Александр подождал, пока краулеры не отошли на пятьдесят ярдов от крепостной стены, вознес последнюю молитву Богине, взобрался на штабель упаковочных ящиков, вытащил молот молний и оглядел войско. Легион тяжелой стали и черных знамен с двенадцатью красными звездами, сверкающие из-под шлемов голубые глаза, грозовые отсветы на клинках.

И капитан взревел, возвышая голос над хаосом битвы, ревом двигателей и бури:

– Братья! Перед вам распростерся ненавистный враг, он дрожит за каменными стенами! Вы выпьете силу противников! Станете носить их шкуры! И сегодня вечером будете ужинать в крепостных развалинах или с Богиней в Залах Победоносных мертвецов!

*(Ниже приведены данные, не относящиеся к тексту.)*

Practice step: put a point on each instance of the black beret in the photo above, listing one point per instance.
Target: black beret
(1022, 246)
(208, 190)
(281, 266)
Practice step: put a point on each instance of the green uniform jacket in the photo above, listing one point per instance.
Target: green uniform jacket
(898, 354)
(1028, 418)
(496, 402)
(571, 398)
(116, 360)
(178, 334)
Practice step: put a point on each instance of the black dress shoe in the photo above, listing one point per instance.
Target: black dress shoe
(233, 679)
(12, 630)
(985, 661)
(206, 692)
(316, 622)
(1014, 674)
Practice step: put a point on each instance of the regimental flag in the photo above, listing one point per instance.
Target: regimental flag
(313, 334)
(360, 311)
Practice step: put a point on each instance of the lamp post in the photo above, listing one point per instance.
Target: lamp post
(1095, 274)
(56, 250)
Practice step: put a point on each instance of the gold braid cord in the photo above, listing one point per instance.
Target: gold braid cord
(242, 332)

Мужчины ответили ревом, все подняли кулаки и сверкнули железом.

– Сегодня вы не жители Аушлосса, Кракаана, Вешкова или Мрисса! Вы – не сироты после двадцати лет кровавого угнетения. Вы – не отцы порабощенных дочерей, не братья украденных сестер, не сыновья убитых матерей! Вы – не солдаты! Вы – расплата!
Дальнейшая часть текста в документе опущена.